L’operazione rappresenta l’ultimo tassello di una partnership avviata nel 2019, ben prima che Oaktree entrasse nel mondo Inter. Il fondo canadese ha rilevato il restante 26% di Oaktree ancora nelle mani dei soci fondatori, per un corrispettivo di circa 3 miliardi di dollari. Brookfield deteneva già il pieno controllo di Oaktree con il 74% delle quote, e questa transazione attribuisce al gruppo una valutazione complessiva di circa 10 miliardi di dollari.
Si tratta di un cambiamento che ha valore da un punto di vista squisitamente finanziario; la domanda che tutti i tifosi nerazzurri si fanno, quindi, è se questo può cambiare qualcosa dal punto di vista sportivo.
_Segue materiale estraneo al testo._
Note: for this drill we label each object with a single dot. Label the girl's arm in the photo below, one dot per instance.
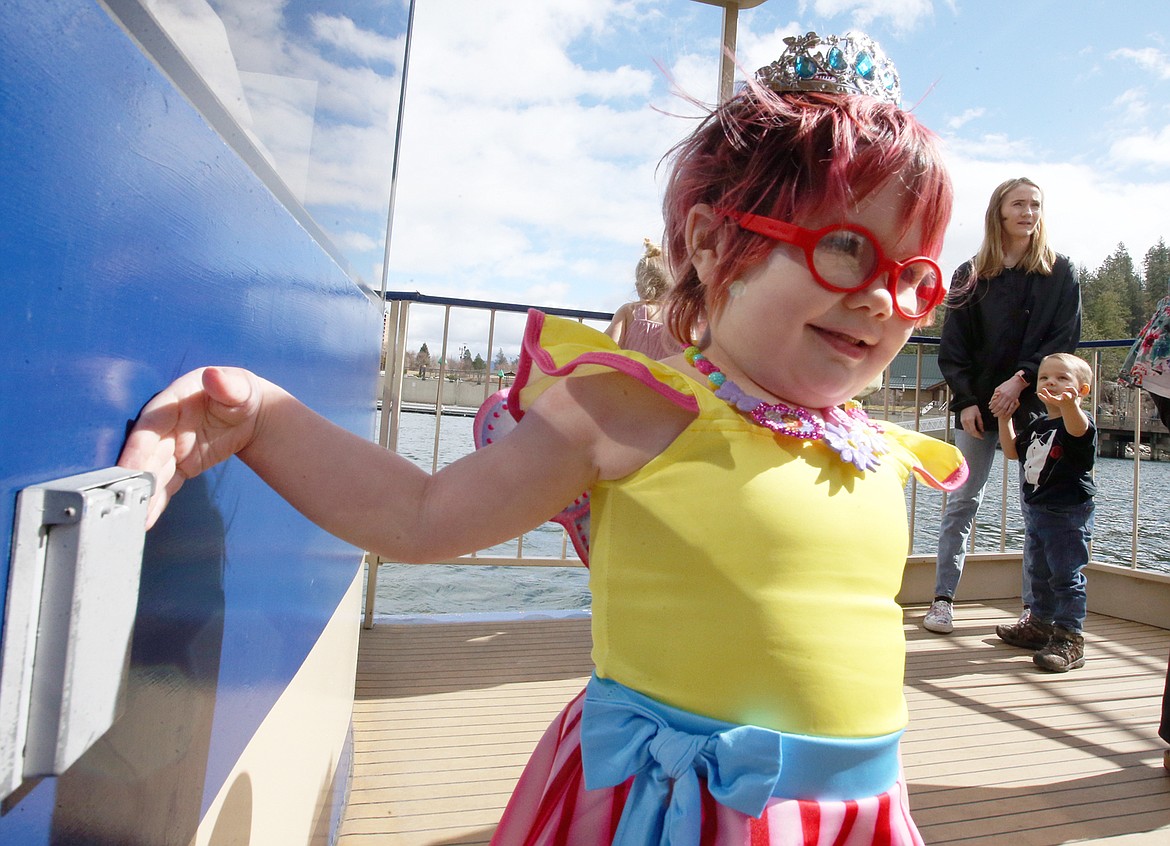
(579, 431)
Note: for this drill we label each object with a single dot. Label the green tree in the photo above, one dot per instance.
(1157, 275)
(1109, 297)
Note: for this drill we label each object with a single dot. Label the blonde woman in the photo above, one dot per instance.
(1013, 303)
(639, 325)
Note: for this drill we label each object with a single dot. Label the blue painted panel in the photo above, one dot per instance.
(136, 246)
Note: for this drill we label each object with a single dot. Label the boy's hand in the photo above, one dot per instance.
(201, 419)
(1067, 398)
La risposta è semplice: cambia assolutamente nulla nell’immediato. Si tratta di un’operazione classica nel mondo della finanza, quella di un fondo acquisito da uno ancora più grande. Brookfield gestisce asset per 1.000 miliardi di dollari, Oaktree per 225 miliardi, e l’integrazione serve a consolidare gli investimenti.
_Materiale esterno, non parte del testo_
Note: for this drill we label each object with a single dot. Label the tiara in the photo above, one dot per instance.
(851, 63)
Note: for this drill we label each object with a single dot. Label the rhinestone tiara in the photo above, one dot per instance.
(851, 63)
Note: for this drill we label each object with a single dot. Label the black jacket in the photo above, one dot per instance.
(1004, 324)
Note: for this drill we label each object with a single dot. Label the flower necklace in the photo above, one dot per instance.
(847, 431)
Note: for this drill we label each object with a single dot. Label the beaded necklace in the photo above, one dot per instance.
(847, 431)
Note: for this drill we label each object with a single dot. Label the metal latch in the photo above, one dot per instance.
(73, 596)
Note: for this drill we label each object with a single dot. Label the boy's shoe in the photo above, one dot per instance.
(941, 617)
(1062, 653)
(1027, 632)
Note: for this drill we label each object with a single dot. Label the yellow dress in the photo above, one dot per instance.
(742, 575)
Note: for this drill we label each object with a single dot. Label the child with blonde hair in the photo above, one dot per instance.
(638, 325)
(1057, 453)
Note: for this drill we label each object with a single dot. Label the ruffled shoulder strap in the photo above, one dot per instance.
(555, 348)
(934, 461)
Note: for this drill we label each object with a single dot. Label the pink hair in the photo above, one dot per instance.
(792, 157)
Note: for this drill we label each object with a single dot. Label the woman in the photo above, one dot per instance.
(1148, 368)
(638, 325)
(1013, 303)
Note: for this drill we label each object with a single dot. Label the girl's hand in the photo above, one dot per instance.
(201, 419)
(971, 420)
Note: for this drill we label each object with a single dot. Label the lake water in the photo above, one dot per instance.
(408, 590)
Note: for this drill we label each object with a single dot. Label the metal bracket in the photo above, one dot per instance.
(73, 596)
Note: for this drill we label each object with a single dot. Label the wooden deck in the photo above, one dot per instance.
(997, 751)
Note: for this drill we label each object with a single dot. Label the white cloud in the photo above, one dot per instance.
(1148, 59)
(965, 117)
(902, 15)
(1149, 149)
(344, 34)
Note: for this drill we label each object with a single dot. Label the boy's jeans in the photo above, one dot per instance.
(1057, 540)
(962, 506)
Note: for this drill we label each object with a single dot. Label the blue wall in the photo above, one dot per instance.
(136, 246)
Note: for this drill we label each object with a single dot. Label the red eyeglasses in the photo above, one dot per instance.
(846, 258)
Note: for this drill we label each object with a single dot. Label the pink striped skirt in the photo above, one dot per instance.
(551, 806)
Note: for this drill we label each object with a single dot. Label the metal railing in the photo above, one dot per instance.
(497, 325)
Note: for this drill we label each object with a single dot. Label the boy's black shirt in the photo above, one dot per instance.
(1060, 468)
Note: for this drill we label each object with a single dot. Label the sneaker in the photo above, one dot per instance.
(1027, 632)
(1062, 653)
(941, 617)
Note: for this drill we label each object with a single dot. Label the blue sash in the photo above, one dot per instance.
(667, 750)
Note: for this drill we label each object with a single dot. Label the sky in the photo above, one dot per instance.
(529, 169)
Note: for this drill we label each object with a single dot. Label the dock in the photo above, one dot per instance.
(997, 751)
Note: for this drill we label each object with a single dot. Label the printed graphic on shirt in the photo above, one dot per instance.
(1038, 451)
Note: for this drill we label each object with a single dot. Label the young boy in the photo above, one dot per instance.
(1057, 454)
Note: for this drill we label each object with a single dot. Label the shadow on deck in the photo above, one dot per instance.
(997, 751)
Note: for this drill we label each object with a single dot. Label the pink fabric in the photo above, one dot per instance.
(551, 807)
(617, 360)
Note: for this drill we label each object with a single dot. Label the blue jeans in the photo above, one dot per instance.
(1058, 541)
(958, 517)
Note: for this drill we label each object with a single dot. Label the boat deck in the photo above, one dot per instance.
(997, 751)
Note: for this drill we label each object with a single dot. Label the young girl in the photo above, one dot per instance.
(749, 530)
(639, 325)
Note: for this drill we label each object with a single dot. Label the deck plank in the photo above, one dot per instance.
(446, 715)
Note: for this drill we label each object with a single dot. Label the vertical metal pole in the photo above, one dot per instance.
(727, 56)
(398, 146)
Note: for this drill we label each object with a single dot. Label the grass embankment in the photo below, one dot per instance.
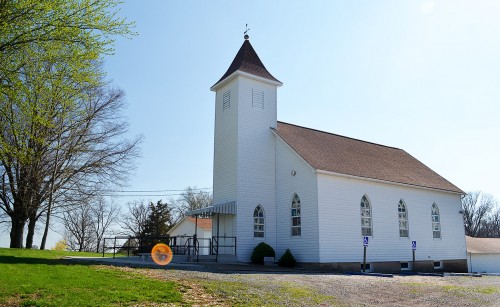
(43, 278)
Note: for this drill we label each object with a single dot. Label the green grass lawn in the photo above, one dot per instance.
(42, 278)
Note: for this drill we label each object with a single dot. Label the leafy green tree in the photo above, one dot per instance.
(51, 93)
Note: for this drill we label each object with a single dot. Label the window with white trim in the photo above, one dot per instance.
(436, 222)
(226, 100)
(258, 222)
(366, 217)
(257, 99)
(403, 219)
(295, 212)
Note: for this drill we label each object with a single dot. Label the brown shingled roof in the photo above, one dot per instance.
(339, 154)
(203, 223)
(248, 61)
(483, 245)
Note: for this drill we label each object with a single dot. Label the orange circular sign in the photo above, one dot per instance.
(161, 254)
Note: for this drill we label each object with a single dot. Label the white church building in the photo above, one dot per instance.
(319, 194)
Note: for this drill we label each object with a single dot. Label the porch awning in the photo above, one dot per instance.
(225, 208)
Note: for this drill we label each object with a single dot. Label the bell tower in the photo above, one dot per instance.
(244, 149)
La gestione dell’Inter non subirà modifiche. La catena di controllo rimane identica: negli ultimi documenti depositati in Comune per il progetto del nuovo San Siro, il soggetto che esercita il controllo sul club viene indicato in Oaktree Capital Management, che opera quale investment manager. Questo significa che al suo interno ha investitori di diversa natura, tra cui fondi sovrani, fondi pensione, fondi comuni di investimento e altri investitori professionali soggetti a vigilanza, ma le decisioni sono prese esclusivamente da Oaktree.
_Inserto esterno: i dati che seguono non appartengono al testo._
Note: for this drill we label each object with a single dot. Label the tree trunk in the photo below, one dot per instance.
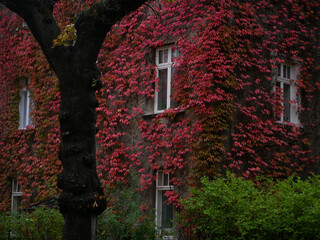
(82, 197)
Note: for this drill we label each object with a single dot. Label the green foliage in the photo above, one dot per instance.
(41, 224)
(236, 209)
(125, 220)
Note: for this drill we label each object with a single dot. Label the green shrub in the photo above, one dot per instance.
(232, 208)
(125, 220)
(41, 224)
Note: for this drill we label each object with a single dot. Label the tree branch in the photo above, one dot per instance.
(93, 24)
(38, 15)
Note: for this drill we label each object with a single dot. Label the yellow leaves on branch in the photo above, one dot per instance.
(67, 37)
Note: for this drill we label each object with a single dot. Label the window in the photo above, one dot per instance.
(16, 196)
(165, 71)
(24, 108)
(164, 210)
(287, 89)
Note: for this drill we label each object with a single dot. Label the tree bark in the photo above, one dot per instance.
(82, 198)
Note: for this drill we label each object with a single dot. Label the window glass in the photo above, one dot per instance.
(167, 212)
(286, 102)
(163, 56)
(162, 93)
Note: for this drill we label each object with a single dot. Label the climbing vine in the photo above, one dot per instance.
(226, 116)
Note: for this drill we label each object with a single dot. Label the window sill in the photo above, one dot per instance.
(290, 124)
(152, 115)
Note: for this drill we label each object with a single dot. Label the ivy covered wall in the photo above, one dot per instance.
(227, 113)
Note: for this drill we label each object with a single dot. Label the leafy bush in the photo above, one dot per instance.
(124, 220)
(232, 208)
(41, 224)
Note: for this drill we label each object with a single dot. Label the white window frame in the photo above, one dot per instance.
(162, 185)
(24, 108)
(283, 79)
(169, 65)
(16, 194)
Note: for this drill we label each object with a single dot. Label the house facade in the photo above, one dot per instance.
(190, 89)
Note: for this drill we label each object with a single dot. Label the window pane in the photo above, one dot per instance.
(167, 213)
(162, 94)
(173, 103)
(286, 103)
(163, 56)
(16, 203)
(175, 53)
(23, 109)
(284, 71)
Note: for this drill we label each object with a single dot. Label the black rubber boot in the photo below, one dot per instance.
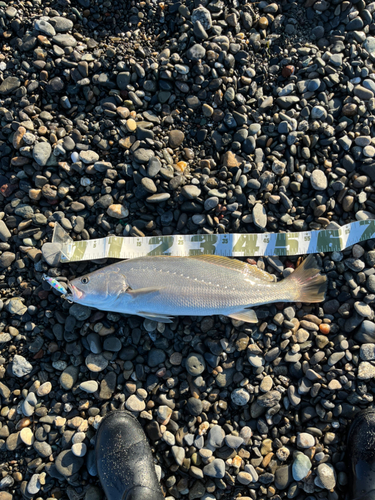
(124, 460)
(361, 456)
Nella gestione quotidiana del club, il fondo si affida a manager che i tifosi nerazzurri hanno imparato a conoscere. Katherine Ralph, Global Opportunities strategy Managing Director, e Alejandro Cano, Managing Director e Co-Head Europa per la strategia Global Opportunities di Oaktree, sono le figure di riferimento. Nel consiglio di amministrazione siedono anche Delphine Nannan, Senior Vice President e Head of Luxembourg Affiliated Accounting and Operations di Oaktree, e Renato Meduri, Senior Vice President per la strategia Global Opportunities di Oaktree.
La piattaforma di investimento globale di Oaktree, con la sua presenza in 18 Paesi, amplia la portata internazionale del business del credito di Brookfield, rafforzandone la capacità di servire i clienti e allocare capitali su scala mondiale. Per l’Inter, questo potrebbe tradursi in una solidità finanziaria ancora maggiore nel lungo periodo, ma senza stravolgimenti nella strategia sportiva e gestionale che il club ha adottato dall’arrivo di Oaktree.